I like the XHTML syntax. It’s how I learned. I’m used to lowercase code, quoted attributes and trailing slashes on elements like br and img. They make me feel nice and comfy, like a cup of Ovaltine and The Evil Dead on the telly.

But you might not. You might want SHOUTY UPPERCASE tags, no trailing slashes and attribute minimisation. And, in HTML 5 you can choose.

Thanks to the “pave the cowpaths” principle, it’s up to you. As you like it. What you will. Whatever you want, whatever you like.

If you want, you can even serve your documents as application/xhtml+xml, instantly transforming them from HTML 5 into XHTML 5 …yes, another confusing name.

Just remember, XHTML 2, the spec, has nothing to do with XHTML, the syntax. XHTML lives on in HTML 5.

But, but, but…, I hear you cry, surely that does us no good because HTML 5 isn’t supported yet, right?

Define support. HTML 5, unlike XHTML 2, is designed to be backwards compatible. So here’s how you can take an existing XHTML 1 document and convert it to HTML 5…

Take this line:

<!DOCTYPE html PUBLIC "-//W3C//DTD XHTML 1.0 Strict//EN"
"http://www.w3.org/TR/xhtml1/DTD/xhtml1-strict.dtd">

Replace it with:

<!DOCTYPE html>

Done.

XHTML 2 is dead. Long live XHTML …as HTML 5.

Update: What Zeldman said.

Have you published a response to this? :

Responses

Patrick Hamann

Well said!

# Posted by Patrick Hamann on Tuesday, July 7th, 2009 at 1:57pm

Rich Clark

Spot on with these comments, I’ve just commented on Zeldmans post that you should choose the right doctype for the job so it’s good to hear someone else thinking on the same lines.

# Posted by Rich Clark on Tuesday, July 7th, 2009 at 2:17pm

Pete

On the ball as usual

I definitely prefer the strictness as per XHTML spec, so I guess I’ll be using XHTML5 — HTML 5 with optional strict style markup would just be odd.

# Posted by Pete on Tuesday, July 7th, 2009 at 2:30pm

Pete

On the ball as usual

I definitely prefer the strictness as per XHTML spec, so I guess I’ll be using XHTML5 — HTML 5 with optional strict style markup would just be odd.

# Posted by Pete on Tuesday, July 7th, 2009 at 2:45pm

Rimantas

You can have the same strict syntax in HTML. And using HTML you don’t have to rely on the lack of proper SGML implementation in your browser. That browsers can digest your broken HTML (this is what XHTML document is for HTML processor) does not mean that you should feed them with it. Zeldman should really quit that marketing game and stick to standards.
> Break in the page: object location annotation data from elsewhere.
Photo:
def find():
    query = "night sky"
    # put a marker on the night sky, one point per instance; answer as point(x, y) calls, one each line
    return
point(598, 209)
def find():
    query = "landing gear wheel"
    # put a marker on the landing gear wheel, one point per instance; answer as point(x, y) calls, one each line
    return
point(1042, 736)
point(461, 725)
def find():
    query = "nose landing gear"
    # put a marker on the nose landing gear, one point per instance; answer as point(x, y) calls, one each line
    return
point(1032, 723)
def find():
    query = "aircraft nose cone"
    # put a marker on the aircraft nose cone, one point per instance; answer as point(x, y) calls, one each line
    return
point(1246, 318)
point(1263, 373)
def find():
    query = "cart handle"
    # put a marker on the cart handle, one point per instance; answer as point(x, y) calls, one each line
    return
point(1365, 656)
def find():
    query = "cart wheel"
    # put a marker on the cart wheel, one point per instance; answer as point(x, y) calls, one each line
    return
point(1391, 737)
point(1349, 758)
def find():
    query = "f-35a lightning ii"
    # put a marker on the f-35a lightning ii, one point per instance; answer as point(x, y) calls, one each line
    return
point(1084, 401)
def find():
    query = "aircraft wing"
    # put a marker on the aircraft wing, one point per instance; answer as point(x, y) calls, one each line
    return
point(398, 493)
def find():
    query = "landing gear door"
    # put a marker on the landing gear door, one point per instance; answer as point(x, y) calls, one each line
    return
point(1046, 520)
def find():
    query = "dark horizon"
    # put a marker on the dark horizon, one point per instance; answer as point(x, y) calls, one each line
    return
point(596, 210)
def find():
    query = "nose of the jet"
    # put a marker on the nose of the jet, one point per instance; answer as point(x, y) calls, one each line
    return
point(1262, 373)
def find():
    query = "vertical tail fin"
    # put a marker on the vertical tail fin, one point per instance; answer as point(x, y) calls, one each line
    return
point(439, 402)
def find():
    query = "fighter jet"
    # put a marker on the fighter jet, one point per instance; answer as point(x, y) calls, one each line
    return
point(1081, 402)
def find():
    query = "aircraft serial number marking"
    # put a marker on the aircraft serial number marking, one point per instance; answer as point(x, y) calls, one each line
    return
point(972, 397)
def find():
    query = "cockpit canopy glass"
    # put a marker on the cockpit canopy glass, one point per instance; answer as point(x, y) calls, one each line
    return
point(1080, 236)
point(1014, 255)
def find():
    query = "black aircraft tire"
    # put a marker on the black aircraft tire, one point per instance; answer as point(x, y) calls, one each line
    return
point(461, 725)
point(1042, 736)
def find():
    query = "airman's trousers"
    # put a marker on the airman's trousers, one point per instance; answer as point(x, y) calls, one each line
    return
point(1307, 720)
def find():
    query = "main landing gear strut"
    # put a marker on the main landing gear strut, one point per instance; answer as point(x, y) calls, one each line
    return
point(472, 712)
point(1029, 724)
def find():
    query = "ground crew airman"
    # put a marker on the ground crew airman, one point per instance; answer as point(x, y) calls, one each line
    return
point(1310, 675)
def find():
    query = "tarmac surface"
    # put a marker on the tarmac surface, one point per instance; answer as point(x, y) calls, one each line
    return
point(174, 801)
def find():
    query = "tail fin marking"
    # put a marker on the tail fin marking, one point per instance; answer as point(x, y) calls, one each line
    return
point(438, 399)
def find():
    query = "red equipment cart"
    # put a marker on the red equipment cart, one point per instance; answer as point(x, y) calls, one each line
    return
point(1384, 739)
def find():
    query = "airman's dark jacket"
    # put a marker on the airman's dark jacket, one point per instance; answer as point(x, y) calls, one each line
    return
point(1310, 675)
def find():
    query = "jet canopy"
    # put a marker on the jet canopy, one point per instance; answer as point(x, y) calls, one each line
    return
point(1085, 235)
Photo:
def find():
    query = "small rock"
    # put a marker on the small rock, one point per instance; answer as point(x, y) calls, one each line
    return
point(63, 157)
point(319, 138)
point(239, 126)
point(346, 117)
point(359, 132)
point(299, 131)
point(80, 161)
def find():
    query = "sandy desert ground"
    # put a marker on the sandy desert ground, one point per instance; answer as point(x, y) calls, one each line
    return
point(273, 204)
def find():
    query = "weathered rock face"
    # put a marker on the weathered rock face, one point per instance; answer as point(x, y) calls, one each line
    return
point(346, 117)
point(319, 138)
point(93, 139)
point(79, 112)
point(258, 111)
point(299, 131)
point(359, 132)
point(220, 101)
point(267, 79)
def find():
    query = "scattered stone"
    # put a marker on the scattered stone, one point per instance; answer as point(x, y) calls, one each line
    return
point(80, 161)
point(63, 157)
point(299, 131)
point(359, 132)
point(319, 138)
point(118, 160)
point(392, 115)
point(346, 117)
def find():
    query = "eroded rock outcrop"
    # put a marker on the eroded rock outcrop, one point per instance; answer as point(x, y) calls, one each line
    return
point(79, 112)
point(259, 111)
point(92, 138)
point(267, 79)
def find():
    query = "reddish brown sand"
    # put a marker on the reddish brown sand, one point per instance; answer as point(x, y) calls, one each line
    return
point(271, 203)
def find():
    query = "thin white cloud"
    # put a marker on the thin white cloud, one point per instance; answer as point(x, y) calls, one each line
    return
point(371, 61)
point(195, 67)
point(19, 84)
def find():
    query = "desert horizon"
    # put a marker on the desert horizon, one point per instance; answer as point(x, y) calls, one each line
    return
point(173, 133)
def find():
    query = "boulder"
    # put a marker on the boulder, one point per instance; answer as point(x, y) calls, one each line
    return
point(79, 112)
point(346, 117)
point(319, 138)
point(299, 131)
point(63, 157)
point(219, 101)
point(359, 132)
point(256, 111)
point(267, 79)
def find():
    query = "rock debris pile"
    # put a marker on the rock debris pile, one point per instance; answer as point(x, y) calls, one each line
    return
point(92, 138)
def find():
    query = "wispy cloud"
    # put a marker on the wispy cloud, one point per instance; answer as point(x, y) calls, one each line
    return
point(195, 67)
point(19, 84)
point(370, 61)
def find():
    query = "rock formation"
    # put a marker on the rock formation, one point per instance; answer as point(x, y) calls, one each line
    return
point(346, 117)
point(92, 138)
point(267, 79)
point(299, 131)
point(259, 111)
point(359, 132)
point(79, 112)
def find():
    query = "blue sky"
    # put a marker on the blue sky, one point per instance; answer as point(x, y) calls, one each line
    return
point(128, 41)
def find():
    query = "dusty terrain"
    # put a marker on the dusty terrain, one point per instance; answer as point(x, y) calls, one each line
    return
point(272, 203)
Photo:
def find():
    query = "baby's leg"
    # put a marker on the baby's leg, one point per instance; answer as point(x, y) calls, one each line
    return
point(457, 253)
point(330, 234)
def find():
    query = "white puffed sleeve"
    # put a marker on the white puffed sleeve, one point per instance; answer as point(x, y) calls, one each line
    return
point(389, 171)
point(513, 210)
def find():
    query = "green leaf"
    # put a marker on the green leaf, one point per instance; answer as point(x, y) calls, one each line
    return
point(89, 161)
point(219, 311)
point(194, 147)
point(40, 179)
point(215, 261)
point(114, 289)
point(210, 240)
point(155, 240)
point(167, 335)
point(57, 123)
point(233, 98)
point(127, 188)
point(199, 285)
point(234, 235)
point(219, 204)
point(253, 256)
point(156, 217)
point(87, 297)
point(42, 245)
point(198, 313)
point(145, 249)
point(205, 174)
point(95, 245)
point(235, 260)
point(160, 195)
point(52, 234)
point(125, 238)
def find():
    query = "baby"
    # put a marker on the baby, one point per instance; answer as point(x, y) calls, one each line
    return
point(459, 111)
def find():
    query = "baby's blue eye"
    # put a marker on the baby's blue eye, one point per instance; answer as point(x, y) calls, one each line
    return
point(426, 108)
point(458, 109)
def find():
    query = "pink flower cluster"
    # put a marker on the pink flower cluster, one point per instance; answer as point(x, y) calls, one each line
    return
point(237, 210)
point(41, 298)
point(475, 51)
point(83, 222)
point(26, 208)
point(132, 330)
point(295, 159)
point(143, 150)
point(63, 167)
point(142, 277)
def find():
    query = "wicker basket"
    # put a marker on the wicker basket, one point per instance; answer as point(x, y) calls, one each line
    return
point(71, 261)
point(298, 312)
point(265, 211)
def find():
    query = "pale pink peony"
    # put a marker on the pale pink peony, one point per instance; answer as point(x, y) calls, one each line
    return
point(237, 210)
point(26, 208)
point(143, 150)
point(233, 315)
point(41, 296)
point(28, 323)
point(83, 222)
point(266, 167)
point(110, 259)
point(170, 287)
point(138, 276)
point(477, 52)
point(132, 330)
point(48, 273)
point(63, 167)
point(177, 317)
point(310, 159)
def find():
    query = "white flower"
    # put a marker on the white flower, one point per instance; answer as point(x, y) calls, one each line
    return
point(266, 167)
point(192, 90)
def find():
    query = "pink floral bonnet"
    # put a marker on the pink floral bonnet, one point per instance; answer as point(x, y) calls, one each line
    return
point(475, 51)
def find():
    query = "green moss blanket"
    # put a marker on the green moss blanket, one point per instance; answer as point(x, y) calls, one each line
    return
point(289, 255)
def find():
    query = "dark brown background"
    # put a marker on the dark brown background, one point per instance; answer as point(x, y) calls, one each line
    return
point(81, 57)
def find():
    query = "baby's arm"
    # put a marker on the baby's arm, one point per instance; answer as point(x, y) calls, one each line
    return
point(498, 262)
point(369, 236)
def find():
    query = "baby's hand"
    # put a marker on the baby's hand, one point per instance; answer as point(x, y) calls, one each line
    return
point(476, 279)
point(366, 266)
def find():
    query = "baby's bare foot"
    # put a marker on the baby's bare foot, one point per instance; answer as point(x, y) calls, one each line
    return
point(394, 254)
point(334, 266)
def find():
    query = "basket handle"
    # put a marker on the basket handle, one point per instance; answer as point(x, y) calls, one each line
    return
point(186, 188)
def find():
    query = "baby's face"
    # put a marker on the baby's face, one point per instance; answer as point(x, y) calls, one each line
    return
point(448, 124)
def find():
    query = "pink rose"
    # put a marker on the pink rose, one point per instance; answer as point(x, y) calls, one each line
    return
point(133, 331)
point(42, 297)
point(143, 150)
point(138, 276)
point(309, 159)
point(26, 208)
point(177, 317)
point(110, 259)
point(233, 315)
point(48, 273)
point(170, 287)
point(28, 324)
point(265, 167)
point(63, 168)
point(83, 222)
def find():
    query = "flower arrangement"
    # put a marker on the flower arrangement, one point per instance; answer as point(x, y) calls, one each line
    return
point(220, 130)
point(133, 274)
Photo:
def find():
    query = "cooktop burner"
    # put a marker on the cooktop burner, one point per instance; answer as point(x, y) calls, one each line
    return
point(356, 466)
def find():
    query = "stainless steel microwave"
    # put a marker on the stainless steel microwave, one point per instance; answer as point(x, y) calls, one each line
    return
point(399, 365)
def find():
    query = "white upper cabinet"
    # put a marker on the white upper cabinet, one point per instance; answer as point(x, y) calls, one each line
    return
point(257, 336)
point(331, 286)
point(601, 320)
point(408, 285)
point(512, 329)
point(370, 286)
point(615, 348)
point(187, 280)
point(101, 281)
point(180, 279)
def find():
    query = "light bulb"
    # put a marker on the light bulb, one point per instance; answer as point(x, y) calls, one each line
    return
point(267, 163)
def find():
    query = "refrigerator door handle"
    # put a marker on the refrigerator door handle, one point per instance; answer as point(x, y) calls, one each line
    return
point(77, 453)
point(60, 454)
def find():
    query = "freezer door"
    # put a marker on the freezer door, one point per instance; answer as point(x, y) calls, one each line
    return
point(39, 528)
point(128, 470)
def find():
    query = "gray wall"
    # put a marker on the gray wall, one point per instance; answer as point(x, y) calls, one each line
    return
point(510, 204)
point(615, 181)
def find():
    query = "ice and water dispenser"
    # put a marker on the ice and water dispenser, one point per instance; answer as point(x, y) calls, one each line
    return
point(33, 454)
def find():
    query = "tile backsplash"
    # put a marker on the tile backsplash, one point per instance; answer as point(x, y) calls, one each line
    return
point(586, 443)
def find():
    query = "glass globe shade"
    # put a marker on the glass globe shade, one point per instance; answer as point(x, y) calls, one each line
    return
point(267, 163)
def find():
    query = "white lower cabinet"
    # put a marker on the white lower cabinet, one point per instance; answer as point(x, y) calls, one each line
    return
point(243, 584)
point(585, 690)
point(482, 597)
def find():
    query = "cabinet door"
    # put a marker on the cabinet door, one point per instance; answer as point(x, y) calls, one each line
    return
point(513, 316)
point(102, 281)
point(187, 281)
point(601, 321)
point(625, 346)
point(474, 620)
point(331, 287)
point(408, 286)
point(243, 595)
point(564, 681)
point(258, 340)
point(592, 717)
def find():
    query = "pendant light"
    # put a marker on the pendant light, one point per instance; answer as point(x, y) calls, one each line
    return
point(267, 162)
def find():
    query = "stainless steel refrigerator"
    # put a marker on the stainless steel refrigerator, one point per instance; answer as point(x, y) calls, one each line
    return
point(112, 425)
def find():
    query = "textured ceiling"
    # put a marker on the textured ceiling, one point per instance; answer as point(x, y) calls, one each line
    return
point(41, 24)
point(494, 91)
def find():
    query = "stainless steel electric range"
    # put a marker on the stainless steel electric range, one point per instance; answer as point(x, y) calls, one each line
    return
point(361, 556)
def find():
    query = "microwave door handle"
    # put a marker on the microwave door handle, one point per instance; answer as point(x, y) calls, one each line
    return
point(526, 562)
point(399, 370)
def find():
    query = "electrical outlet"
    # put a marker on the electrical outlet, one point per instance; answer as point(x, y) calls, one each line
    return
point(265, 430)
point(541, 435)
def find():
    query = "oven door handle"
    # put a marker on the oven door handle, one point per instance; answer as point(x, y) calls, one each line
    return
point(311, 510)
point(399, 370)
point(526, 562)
# Posted by Rimantas on Tuesday, July 7th, 2009 at 3:11pm

Simon

Thank you, possibly the first post on the HTML5 / XHTML2 saga that has made some sense.

So where’s the panic?

# Posted by Simon on Tuesday, July 7th, 2009 at 3:36pm

Bryan Hoffman

Thanks for explaining this.

XHTML, like Doctor Bruce, is how I learned. Good to hear I can continue to do what I do, and that HTML5 will also allow me to continue to do what I do.

The confusion surrounding the ‘death’ of XHTML has had a "the sky is falling" vibe recently, thankfully it seems, clear heads will prevail.

Philip Renich

Thank you for this writeup. Of the only small bit of reading on this subject I’ve done, you explained it very well and concisely. Looking forward to the future with more excitement now.

Egor Kloos

Sweet post. Personally I prefer the xHTML syntax, but I’m not going drone on about it. It’s bit like the whole toilet paper under or over preference.

# Posted by Egor Kloos on Tuesday, July 7th, 2009 at 4:22pm

rob cherny

Yeah. I don’t care what anybody says, but HTML’s traditional lax rules encourage badly formed code, and I believe that time will show that to be the truth.

I’ve been digging around for the life of my trying to find an absolute answer: They say the HTML5 spec allows trailing slashes on self-closing elements, but that they should be served as XML then. But is an HTML5 document with trailing slashes served as text/html invalid?

# Posted by rob cherny on Tuesday, July 7th, 2009 at 4:31pm

Scott McCracken

“XHTML 2 is dead. Long live XHTML …as HTML 5.”

A perfect summarization, thank you for taking the time to spell this out. I will push forward with the XHTML syntax in HTML 5.

Michael Jackson

Thanks so much for clearing the air a bit with this post Jeremy. An understanding of the relationships between the different specs is an extremely important piece of the conversation that has not been very prevalent until Zeldman announced that XHTML was dead, the comments started rolling in, and everybody who understands these things perfectly started rolling their eyes, disgusted at the amount of ignorance out there in the developer community.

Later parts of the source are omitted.